PRESS RELEASE
April 7, 1997

Contact:
(512) 477-4431
Janee Briesemeister
Rafael Ayuso

Six-month Anniversary of FCC's Pay Phone Deregulation Order Finds Consumers Often Pay 100 to 500 Percent More

Consumers Union Lauds Sen. Leahy's Bill to Reign in Windfalls by Pay Phone Providers

WASHINGTON and AUSTIN, TX -- On the six-month anniversary of a Federal Communications Commission order deregulating pay phone rates, Consumers Union -- publisher of Consumer Reports -- today said the order has been an invitation to price gouging and lauded a bill that targets windfalls collected by pay phone providers whose telephones don't offer change to their customers.

"During the six months since the FCC's deregulation order took effect, consumers have been saddled with pay phones that cost more and keep the change without the improvements in service and availability promised by the FCC," said Janee Briesemeister, a senior policy analyst with CU's Southwest Regional Office in Texas. "We believe the FCC's deregulation order was just plain wrong."

A bill introduced last week by Sen. Patrick Leahy, D-Vt., requires pay phone companies which charge more than 10 cents for local calls to provide consumers with cash change or other alternatives. In lieu of this, the bill would allow states to receive credit -- equal to the value of the unpaid change -- to help fund public interest payphones that promote the public interest such as safety, health, emergency services, education, or in nursing homes.

Said Leahy: "For millions of Americans, pay phones are a necessity. For millions more they are an important convenience. No customer should be fleeced, if we can do something about it. And we can."

"It's our change and they should have no business keeping it," CU's Briesemeister said. "It's both annoying and wrong. I don't know of too many consumers who voluntarily tip their phone companies. For families who rely on pay phones regularly, this pocket change adds up to real money rather quickly."

Leahy's legislation -- "The Consumer Pay Phone Protection Act of 1998" -- also:

  • Calls on the Federal Trade Commission to investigate possible monopolistic practices by the pay phone industry. Based on those findings, the bill directs the FCC to reconsider its rules under which the FCC removed authority from states to regulate local pay phone rates.
  • Gives the FCC major new powers to prevent price gouging, including returning the authority to regulate the price of local calls to the states.
  • Prohibits pay phone providers from increasing costs or reducing or limiting services due to being required to give change or otherwise comply with the legislation.

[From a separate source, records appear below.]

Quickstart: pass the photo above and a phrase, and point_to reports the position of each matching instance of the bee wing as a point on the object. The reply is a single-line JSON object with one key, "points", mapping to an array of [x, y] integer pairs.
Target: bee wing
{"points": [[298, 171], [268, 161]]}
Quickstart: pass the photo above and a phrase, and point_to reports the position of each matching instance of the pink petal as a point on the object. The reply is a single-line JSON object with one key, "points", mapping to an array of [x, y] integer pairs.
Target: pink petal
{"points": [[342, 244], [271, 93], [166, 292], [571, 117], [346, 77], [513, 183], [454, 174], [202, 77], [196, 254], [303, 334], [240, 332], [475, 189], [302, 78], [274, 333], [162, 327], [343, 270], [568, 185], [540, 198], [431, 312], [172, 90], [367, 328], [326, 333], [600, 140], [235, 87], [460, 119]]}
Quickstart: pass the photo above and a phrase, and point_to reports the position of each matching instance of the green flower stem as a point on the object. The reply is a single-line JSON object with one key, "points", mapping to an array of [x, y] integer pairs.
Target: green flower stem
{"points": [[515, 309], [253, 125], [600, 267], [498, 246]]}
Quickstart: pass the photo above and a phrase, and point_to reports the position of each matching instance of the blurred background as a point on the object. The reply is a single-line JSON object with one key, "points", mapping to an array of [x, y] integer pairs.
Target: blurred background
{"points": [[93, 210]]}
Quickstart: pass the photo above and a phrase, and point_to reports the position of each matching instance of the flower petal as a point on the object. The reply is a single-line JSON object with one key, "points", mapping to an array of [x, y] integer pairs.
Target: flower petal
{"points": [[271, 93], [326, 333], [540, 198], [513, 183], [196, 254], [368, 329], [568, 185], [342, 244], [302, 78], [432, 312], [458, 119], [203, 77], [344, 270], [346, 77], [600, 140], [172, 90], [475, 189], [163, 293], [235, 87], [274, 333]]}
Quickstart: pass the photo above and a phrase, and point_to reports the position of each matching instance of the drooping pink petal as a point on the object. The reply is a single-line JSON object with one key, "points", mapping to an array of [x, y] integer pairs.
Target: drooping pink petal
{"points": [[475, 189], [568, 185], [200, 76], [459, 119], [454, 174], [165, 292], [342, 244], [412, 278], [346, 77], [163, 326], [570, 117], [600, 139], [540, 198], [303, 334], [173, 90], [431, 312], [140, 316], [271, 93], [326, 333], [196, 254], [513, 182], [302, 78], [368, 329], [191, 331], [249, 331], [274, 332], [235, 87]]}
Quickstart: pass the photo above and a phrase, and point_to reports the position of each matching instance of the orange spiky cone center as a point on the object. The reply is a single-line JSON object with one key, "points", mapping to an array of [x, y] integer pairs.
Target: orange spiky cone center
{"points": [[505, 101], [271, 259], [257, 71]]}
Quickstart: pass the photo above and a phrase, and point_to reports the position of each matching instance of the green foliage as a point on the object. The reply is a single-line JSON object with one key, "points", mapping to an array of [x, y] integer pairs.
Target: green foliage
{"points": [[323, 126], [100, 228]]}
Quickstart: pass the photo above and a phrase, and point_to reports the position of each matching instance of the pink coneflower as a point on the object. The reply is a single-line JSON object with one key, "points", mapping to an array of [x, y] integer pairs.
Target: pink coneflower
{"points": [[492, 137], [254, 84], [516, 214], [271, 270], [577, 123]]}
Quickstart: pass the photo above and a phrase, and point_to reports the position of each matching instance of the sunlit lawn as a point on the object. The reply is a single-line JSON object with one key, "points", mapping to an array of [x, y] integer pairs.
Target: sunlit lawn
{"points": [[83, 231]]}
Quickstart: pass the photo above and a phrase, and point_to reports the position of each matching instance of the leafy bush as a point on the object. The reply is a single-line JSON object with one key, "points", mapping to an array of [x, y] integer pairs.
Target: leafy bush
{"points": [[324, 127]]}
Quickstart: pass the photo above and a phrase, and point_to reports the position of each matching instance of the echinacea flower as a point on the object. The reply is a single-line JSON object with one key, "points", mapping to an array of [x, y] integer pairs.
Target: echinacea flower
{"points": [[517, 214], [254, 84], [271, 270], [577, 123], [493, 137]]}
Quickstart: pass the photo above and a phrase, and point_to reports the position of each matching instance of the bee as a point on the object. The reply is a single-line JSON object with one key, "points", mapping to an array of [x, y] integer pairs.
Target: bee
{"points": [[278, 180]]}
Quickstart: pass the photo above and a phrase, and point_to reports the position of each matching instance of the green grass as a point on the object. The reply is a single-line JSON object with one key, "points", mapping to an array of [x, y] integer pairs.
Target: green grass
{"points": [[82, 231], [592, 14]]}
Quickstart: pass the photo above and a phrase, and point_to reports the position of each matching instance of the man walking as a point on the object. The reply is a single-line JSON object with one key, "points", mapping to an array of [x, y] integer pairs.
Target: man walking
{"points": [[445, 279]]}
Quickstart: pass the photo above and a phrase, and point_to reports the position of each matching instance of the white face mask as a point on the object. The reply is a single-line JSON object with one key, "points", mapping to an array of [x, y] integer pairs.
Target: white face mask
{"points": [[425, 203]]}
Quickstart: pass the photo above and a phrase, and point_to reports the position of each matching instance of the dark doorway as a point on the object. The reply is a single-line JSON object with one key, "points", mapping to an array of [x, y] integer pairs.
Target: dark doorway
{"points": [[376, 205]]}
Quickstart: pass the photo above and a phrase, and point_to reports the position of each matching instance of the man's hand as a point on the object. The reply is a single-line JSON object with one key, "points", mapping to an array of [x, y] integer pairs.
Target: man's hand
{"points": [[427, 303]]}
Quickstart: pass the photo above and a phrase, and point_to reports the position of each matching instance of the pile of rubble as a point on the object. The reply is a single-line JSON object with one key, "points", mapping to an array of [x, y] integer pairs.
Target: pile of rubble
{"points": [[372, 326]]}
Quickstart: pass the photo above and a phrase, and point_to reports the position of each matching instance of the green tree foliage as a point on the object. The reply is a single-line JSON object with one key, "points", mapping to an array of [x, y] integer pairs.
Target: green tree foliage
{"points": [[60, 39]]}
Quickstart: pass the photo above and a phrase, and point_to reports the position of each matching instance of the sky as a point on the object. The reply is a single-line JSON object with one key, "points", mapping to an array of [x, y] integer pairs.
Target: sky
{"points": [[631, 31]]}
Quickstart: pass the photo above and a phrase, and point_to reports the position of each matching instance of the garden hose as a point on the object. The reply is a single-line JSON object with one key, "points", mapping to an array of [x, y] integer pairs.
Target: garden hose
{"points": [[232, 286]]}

Briesemeister said consumers are largely a captive audience when they use pay phones. They either use the pay phone at hand or have to walk or drive to another location which may not necessarily have cheaper rates. And now they need to have exact change or they will end up throwing money away that pay phone providers are all too happy to collect.

"This bill challenges the FCC's theory that there is competitive choice for consumers of pay phone services," Briesemeister said. "It shouldn't be hard for regulators to figure out what consumers already know: Pay phones are monopolies based on location and a deregulated monopoly is an invitation for price gouging."

Soon after the FCC's deregulation order of October 7, 1997, many phone companies raised their pay phone rates typically from a quarter to 35 cents without offering change to their customers. In some parts of the country where rates were 10 cents per call, a consumer today stuck with the wrong coins could end up paying 50 cents a 500% increase.